Andy Grundberg, in The New York Times, reviewed this new work as follows: ‘For a photograph to succeed in the art world, all the signs this spring suggest, it needs to be an object. And the more elaborate, the better. Robert Mapplethorpe’s photographs … are a case in point. Printed on linen cloth using the archaic platinum process, they are mounted on stretchers, like paintings, and float within frames of thick, black wood. More often than not they are flanked by a panel (sometimes two) of understated but luxurious fabric. The resulting diptychs and triptychs recall Minimalist painting more than they resemble photographs’ (The New York Times, May 3, 1987, p. H29).
Over the past decade, Mapplethorpe had become highly adept at utilizing to great effect the versatility and elegance of the black and white photographic print. His rigorous adherence to restrained compositions and a pursuit of perfectionism in all technical aspects of photography often allowed him to pursue an unconventional subject matter within a highly formalized environment. In 1977, Mapplethorpe had photographed a tattered, thread-bare American flag, at full mast, with the sun positioned directly behind the stars (fig. 1.) Released as a gelatin silver print, it is a searing, hard-edged image, and one made at the beginning of a lengthy period of work focused on the gay male S community.
In the San Francisco exhibition a decade later, his third at Fraenkel Gallery and shown in a city that he had come to love and frequent and known for its open sexual culture, Mapplethorpe presented a stunning, brand-new image of the American flag which seemingly reverses the reading of the image he had made exactly ten years prior.
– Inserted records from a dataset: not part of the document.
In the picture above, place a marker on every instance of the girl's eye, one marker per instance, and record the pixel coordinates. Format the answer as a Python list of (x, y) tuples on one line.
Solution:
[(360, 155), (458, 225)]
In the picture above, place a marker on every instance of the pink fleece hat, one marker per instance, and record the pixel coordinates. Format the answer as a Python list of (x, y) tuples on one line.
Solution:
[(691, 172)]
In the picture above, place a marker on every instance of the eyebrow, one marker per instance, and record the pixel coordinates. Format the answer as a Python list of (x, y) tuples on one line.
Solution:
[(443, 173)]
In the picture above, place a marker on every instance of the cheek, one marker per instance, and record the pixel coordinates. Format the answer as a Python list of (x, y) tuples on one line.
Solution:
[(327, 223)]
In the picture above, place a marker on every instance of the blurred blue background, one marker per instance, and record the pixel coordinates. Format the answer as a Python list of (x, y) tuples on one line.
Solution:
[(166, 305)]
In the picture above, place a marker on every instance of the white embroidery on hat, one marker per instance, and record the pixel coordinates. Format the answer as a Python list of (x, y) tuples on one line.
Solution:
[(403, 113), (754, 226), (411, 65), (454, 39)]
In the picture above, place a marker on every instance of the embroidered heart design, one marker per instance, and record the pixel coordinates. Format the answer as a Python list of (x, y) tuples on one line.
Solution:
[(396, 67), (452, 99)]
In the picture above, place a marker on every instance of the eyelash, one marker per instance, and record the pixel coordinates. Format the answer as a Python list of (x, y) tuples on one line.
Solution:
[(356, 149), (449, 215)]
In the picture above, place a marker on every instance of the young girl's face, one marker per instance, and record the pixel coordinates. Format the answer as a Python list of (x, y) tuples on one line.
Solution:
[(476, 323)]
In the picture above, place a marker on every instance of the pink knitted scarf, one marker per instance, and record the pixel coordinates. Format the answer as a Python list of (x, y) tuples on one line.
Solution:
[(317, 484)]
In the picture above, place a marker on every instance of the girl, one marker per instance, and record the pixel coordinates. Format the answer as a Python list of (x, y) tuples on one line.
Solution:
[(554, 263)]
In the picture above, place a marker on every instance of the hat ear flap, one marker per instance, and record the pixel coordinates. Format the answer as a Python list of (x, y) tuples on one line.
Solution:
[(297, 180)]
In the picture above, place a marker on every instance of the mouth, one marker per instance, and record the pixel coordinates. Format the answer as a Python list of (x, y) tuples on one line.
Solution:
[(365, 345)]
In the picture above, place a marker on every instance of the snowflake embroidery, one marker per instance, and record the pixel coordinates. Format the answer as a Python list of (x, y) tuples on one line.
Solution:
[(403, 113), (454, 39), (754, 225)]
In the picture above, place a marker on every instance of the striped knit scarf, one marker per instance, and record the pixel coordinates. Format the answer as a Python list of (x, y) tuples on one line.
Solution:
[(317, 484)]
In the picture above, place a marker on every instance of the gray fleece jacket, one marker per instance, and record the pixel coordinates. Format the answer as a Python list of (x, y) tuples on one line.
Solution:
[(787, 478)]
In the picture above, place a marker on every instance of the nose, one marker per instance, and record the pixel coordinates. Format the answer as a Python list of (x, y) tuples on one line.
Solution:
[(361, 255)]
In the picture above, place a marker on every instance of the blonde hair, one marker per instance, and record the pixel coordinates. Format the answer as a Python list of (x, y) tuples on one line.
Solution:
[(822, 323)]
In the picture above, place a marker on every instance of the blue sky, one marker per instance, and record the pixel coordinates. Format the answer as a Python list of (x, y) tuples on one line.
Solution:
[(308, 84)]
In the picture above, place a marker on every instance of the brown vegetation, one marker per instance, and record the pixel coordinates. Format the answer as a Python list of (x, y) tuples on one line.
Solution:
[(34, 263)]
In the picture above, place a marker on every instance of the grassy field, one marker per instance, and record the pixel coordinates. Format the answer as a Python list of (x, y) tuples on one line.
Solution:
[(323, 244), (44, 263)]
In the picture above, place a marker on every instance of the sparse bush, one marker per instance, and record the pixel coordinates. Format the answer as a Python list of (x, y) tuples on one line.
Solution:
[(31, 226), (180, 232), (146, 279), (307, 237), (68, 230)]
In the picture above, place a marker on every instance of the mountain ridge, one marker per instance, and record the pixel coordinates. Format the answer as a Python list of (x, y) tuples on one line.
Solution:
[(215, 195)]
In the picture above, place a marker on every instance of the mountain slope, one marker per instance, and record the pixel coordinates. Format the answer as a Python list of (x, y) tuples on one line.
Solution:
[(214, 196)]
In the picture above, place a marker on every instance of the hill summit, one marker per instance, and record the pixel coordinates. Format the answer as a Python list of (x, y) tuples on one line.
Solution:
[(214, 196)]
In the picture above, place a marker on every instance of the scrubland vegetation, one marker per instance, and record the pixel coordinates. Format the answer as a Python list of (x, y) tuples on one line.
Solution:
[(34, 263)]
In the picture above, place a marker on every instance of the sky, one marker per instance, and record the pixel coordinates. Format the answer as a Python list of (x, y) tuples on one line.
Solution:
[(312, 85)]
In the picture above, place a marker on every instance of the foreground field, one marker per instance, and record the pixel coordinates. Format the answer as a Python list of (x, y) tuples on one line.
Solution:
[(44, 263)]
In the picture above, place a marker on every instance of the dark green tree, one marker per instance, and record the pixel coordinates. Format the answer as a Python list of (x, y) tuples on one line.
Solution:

Resplendent in the sun, handsomely erect in the wind and flying at full mast, this image was printed in luscious platinum on exquisite Belgian linen in a beveled, artist-designed, matte-black wooden frame. The flag, shown horizontally, floats above a blanket of clouds and the tops of well-worn mountains in the distance. While the visual elements are nearly identical to the previous image, the emotional resonance is completely different, presenting a vision of classic beauty, professional maturity and personal dignity.
Other prints of this image reside in the permanent collections of The Los Angeles County Museum of Art and The Getty Research Institute Collection, among others.